# Series 2, dying hard drive question



## comcastblows (Dec 22, 2007)

Hello all, 
I really haven't been back here since my first upgrade some 6 years ago... But thanks for the all the past info, that one took my 40 hours up to 226, and it's been great.

Now I think I'm facing my poor series 2 tivo hard drive failing. I have a cause of the random pauses/studders/glitches during playback and live tv. I assume from looking around on here that means that I'm buying a new ide hard drive. 

My question this... I think when I did the upgrade last time, I think I swapped for a 250 gb drive. Since I really don't need all that space anymore (as I have a second tivo), I was looking at 80 and 160 gb drive prices. When I checked out the upgrade instructions, it looks like I need to use a larger drive for the upgrade. It that true? 

How can I go about scaling back to smaller drive? At this point, I'm really not concerned about saving the data, I just want to get a new working drive in there asap. Any thoughts?

Thanks!


----------



## section128drunk (May 6, 2007)

from my understanding instantcake will work on any driver larger than the factory original, winmfs which is new since your last program needs a drive the same size or larger than the drive that created the image.. if it's a common series 2, a trip to goodwill may find a donor unit you can get a factory drive from for dirt cheap


----------



## comcastblows (Dec 22, 2007)

Thanks for the reply. So it's turn up an old working unit for a donor 40gb image, or pay $40 to the instantcake folks? Are you saying that instantcake will work as the original drive was only 40gb and I'd like to use an 80 or 120? Eventhough I don't have that drive/image anymore?


----------



## section128drunk (May 6, 2007)

yes instantcake works standalone for any size drive as big or larger than the factory shipped drive , any other solution requires an original image or begging for one


----------



## comcastblows (Dec 22, 2007)

Thanks broke drunk. I appreciate the straight forward answer. It's just sad that the price of replacing a hard drive on an SD tivo is about the same as just replacing the entire tivo on ebay  I might as well trash it and buy a daul tuner unit for about the same price as the replacement drive and instantcake, right?


----------



## section128drunk (May 6, 2007)

comcastblows said:


> Thanks broke drunk. I appreciate the straight forward answer. It's just sad that the price of replacing a hard drive on an SD tivo is about the same as just replacing the entire tivo on ebay  I might as well trash it and buy a daul tuner unit for about the same price as the replacement drive and instantcake, right?

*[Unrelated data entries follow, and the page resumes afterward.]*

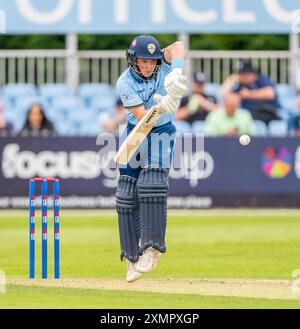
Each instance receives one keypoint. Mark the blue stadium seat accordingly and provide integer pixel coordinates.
(14, 90)
(213, 89)
(23, 103)
(103, 103)
(260, 128)
(89, 90)
(89, 128)
(67, 104)
(286, 90)
(278, 128)
(52, 90)
(182, 127)
(84, 115)
(198, 127)
(65, 128)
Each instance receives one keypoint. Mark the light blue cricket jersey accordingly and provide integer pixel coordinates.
(135, 91)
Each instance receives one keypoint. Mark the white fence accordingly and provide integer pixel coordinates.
(50, 66)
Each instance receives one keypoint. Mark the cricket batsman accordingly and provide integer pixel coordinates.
(154, 77)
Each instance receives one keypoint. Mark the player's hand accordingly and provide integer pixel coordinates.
(168, 104)
(175, 83)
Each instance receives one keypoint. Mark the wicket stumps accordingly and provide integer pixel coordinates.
(44, 189)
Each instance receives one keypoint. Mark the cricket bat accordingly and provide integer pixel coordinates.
(137, 136)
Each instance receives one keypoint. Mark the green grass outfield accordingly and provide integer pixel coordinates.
(214, 259)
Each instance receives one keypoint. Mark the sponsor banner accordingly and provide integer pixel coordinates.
(266, 169)
(150, 16)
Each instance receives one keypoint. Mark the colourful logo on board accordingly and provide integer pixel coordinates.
(277, 162)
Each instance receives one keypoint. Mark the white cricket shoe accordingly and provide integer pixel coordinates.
(132, 273)
(148, 261)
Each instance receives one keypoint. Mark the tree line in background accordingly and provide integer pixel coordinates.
(120, 42)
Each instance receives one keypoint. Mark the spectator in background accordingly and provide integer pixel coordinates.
(230, 120)
(197, 105)
(111, 123)
(6, 128)
(37, 124)
(294, 122)
(257, 92)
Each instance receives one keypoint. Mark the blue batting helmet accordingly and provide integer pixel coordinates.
(144, 47)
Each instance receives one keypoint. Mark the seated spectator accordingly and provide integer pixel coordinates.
(111, 123)
(37, 124)
(197, 105)
(257, 92)
(6, 128)
(294, 122)
(230, 120)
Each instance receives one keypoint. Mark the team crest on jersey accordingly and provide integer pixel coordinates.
(151, 48)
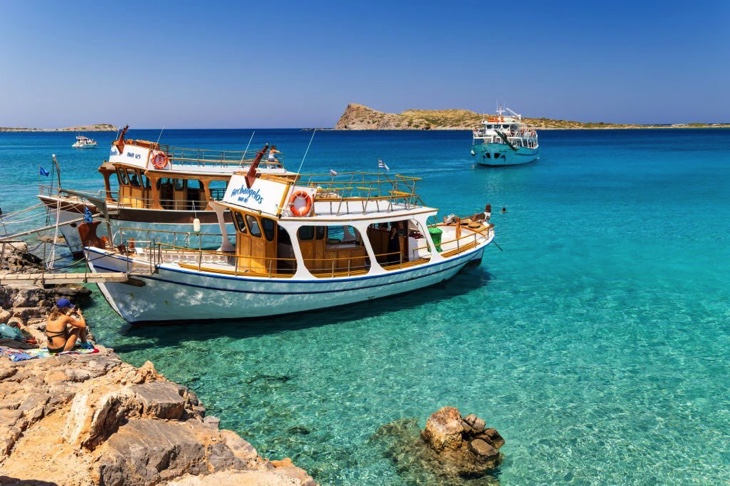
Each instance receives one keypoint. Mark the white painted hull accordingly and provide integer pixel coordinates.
(499, 154)
(176, 294)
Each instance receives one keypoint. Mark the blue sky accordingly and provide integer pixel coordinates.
(216, 64)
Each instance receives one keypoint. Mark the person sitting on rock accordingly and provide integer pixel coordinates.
(66, 325)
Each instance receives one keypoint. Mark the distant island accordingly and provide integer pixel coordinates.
(360, 117)
(100, 127)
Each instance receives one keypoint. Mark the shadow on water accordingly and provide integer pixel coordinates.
(168, 334)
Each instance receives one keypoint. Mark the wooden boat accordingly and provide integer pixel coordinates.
(148, 185)
(299, 244)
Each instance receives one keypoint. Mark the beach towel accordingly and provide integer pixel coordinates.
(24, 354)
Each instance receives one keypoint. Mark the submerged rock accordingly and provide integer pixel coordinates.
(463, 444)
(450, 451)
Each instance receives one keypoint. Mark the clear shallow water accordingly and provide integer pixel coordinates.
(596, 342)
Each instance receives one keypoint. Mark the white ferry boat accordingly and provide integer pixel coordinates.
(84, 142)
(504, 140)
(300, 244)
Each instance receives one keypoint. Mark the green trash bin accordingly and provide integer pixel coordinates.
(436, 237)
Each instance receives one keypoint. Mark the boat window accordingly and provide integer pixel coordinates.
(269, 228)
(133, 177)
(238, 222)
(123, 179)
(342, 234)
(217, 189)
(253, 225)
(284, 238)
(305, 233)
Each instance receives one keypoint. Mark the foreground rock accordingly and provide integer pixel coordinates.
(92, 419)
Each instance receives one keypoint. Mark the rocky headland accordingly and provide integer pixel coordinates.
(91, 419)
(360, 117)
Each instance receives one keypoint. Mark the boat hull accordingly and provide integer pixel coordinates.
(499, 154)
(177, 294)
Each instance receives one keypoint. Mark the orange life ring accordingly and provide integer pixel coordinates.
(159, 160)
(299, 209)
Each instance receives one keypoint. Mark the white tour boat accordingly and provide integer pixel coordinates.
(504, 140)
(300, 243)
(150, 186)
(84, 142)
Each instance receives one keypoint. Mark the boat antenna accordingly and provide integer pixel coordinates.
(251, 174)
(306, 151)
(119, 142)
(158, 138)
(58, 170)
(243, 157)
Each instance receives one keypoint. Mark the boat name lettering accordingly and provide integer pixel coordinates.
(244, 193)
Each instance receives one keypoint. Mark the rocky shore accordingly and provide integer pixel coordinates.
(360, 117)
(91, 419)
(99, 127)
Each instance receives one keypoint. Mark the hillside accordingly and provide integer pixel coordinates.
(359, 117)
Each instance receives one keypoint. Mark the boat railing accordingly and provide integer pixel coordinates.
(216, 158)
(368, 190)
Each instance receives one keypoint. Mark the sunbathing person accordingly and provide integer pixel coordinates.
(65, 326)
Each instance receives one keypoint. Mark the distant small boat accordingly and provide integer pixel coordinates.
(84, 142)
(504, 140)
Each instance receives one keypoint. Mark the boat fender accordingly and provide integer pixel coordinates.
(159, 160)
(300, 203)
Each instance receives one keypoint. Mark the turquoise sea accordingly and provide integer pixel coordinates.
(595, 338)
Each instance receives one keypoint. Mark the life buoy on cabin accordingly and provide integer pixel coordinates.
(300, 203)
(159, 160)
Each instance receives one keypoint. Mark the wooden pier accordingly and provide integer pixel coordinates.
(58, 278)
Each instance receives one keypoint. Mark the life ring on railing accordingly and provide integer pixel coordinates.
(159, 160)
(296, 206)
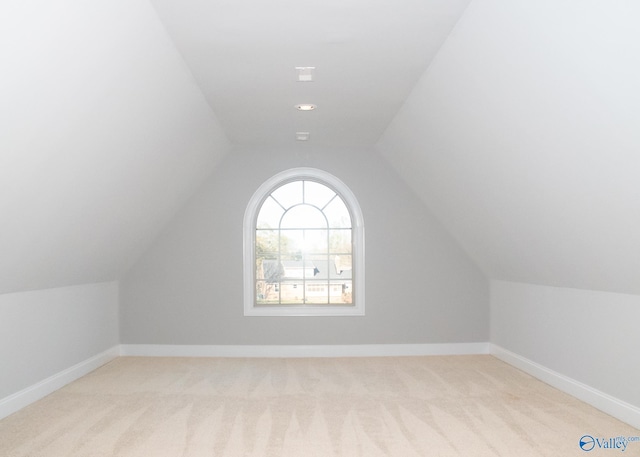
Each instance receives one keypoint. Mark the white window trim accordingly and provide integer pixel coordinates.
(250, 216)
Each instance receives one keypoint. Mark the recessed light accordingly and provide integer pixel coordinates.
(305, 74)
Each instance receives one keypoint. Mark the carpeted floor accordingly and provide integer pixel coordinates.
(387, 406)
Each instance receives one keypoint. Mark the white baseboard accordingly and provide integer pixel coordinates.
(25, 397)
(604, 402)
(348, 350)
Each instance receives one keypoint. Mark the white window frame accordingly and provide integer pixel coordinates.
(357, 221)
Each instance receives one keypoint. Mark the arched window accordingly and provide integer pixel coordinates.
(303, 247)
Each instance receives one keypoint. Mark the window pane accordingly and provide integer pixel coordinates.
(292, 292)
(303, 216)
(267, 244)
(270, 214)
(338, 214)
(341, 292)
(315, 241)
(342, 266)
(288, 195)
(317, 194)
(317, 292)
(340, 241)
(267, 293)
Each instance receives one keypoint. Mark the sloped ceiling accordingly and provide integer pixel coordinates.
(521, 133)
(523, 137)
(368, 56)
(103, 135)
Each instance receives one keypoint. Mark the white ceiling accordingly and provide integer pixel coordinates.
(103, 136)
(523, 137)
(368, 56)
(516, 122)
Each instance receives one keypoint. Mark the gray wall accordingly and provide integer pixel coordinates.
(589, 336)
(46, 331)
(420, 286)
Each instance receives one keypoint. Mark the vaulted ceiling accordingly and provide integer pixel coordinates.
(515, 121)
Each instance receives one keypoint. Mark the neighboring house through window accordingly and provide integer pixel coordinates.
(304, 247)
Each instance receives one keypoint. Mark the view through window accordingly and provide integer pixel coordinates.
(303, 247)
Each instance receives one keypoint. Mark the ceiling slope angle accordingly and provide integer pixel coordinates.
(367, 56)
(104, 135)
(522, 137)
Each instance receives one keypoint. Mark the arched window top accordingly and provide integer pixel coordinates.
(303, 247)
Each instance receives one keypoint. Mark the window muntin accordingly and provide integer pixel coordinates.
(297, 255)
(304, 247)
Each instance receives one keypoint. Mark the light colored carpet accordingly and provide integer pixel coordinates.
(387, 406)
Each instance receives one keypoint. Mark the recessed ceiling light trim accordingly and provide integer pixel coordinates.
(305, 74)
(306, 107)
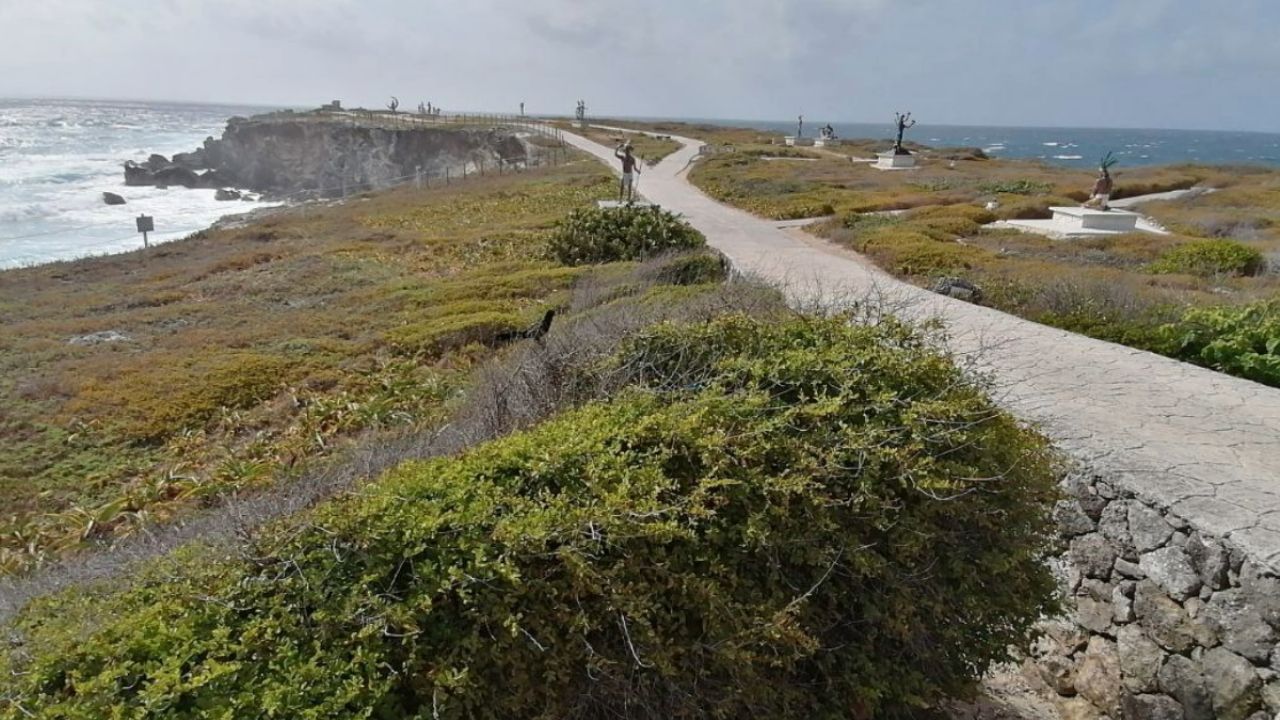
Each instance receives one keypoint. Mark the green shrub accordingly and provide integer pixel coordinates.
(1210, 258)
(1242, 341)
(1015, 187)
(803, 519)
(616, 235)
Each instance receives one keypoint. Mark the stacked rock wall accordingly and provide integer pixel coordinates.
(1165, 621)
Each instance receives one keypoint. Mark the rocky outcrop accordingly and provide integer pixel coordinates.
(1165, 619)
(327, 156)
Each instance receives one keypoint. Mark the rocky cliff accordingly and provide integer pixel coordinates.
(328, 156)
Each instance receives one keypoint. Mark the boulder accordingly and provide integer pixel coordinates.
(1147, 528)
(1093, 555)
(1173, 570)
(1182, 679)
(137, 176)
(958, 288)
(1097, 679)
(1151, 707)
(1233, 683)
(196, 160)
(174, 174)
(1141, 660)
(1210, 559)
(156, 163)
(214, 180)
(1240, 625)
(1165, 620)
(1072, 520)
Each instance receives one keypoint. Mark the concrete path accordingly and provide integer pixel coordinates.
(1200, 442)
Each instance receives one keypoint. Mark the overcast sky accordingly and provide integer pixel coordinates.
(1098, 63)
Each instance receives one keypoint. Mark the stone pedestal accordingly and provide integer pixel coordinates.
(1097, 220)
(895, 162)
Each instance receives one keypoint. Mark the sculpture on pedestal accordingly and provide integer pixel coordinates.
(904, 123)
(1100, 197)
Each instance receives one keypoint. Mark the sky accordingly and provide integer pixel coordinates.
(1069, 63)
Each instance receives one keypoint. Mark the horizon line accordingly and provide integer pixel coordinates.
(723, 121)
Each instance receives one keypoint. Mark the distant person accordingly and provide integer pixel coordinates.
(1102, 188)
(630, 171)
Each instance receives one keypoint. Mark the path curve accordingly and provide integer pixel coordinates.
(1200, 442)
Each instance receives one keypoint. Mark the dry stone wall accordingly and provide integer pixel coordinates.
(1165, 621)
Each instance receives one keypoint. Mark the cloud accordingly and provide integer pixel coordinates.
(1162, 63)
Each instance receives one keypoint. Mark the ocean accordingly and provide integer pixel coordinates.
(1073, 147)
(58, 156)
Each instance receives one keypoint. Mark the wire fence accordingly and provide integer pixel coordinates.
(553, 153)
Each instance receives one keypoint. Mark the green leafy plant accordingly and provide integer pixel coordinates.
(1210, 258)
(600, 235)
(1243, 341)
(799, 519)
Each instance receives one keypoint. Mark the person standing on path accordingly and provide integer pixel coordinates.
(630, 171)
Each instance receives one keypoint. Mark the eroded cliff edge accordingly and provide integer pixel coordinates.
(323, 155)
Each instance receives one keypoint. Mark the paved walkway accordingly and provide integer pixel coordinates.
(1203, 443)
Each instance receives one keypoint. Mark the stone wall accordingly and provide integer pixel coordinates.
(1165, 621)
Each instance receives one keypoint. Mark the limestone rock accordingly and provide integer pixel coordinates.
(1261, 592)
(958, 288)
(1147, 528)
(1093, 555)
(1077, 709)
(1271, 697)
(1057, 673)
(1121, 605)
(1114, 525)
(1151, 707)
(1171, 569)
(174, 174)
(1072, 520)
(1233, 683)
(1129, 570)
(1242, 628)
(1097, 679)
(1165, 620)
(1141, 660)
(1182, 679)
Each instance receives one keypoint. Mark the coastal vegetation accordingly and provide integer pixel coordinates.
(1211, 283)
(752, 507)
(145, 386)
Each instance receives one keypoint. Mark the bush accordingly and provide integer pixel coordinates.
(804, 519)
(1210, 258)
(1015, 187)
(1242, 341)
(625, 233)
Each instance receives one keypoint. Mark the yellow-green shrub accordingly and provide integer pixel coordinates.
(790, 520)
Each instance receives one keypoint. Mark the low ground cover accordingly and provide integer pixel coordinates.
(1153, 292)
(766, 515)
(232, 359)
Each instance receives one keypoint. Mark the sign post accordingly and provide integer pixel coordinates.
(146, 223)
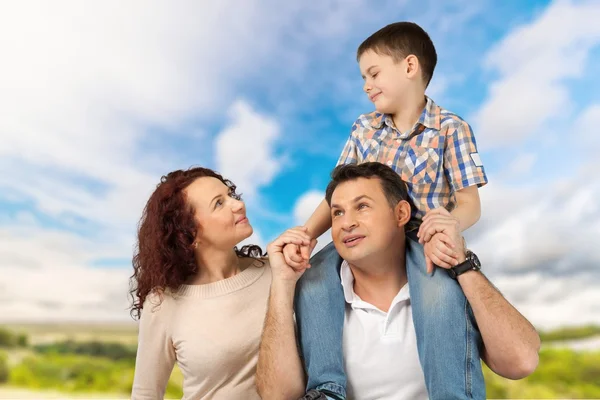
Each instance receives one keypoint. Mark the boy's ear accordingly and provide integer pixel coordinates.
(402, 213)
(412, 65)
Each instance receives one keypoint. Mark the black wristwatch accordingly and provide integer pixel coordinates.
(470, 264)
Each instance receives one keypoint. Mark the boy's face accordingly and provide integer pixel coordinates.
(363, 224)
(385, 80)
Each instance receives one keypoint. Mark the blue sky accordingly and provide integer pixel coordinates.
(100, 100)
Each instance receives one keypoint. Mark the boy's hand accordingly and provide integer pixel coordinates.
(435, 221)
(297, 256)
(440, 251)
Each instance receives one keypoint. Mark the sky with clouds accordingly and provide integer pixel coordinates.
(99, 99)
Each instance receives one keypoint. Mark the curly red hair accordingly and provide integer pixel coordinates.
(164, 257)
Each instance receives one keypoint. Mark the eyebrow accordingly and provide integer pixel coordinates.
(214, 198)
(355, 200)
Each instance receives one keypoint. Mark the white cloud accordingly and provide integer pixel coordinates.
(45, 276)
(245, 148)
(585, 125)
(303, 209)
(538, 245)
(533, 62)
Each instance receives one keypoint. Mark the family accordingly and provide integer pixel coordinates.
(396, 307)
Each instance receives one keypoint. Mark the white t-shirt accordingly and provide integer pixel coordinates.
(380, 349)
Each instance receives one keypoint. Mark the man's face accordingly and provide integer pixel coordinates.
(386, 80)
(363, 223)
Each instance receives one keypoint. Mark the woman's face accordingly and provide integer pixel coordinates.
(221, 218)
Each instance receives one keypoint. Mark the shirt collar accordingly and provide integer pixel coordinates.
(354, 300)
(430, 117)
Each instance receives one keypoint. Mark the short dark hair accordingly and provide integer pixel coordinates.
(393, 186)
(401, 39)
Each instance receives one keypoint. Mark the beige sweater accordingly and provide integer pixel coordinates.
(213, 332)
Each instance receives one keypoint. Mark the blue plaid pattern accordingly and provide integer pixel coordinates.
(436, 158)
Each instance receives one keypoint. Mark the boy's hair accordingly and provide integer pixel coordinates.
(393, 186)
(401, 39)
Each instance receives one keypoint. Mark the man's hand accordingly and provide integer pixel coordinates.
(282, 270)
(297, 256)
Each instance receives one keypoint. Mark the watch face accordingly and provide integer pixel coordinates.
(475, 260)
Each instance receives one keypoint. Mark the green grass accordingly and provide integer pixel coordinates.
(98, 360)
(570, 333)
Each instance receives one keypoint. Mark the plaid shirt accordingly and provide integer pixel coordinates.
(436, 158)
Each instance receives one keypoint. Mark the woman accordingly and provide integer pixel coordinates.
(201, 301)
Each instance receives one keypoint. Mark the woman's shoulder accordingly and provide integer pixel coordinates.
(158, 301)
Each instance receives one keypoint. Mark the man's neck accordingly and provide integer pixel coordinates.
(407, 116)
(379, 279)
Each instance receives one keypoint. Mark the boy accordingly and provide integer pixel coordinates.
(435, 153)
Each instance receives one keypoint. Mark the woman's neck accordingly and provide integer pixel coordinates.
(215, 266)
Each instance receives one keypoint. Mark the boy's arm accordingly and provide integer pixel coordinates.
(468, 207)
(465, 174)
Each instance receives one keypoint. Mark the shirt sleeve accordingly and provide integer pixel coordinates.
(349, 153)
(462, 163)
(155, 353)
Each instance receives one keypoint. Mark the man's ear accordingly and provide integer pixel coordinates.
(402, 213)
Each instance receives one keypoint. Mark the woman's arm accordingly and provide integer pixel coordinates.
(155, 353)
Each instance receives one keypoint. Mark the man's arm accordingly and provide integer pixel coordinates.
(511, 342)
(279, 373)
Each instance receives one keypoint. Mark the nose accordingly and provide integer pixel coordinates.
(367, 86)
(237, 205)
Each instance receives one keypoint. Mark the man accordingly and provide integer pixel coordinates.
(369, 210)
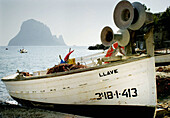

IMO if it's NOT a Product Lifetime tivo, it's a parts machine once it breaks


----------



## unitron (Apr 28, 2006)

comcastblows said:


> Thanks broke drunk. I appreciate the straight forward answer. It's just sad that the price of replacing a hard drive on an SD tivo is about the same as just replacing the entire tivo on ebay  I might as well trash it and buy a daul tuner unit for about the same price as the replacement drive and instantcake, right?


Search Craigslist for an S2 dual tuner, don't pay more than $30 unless it's got lifetime.

Lots of S3 HDs on there going for $50.


----------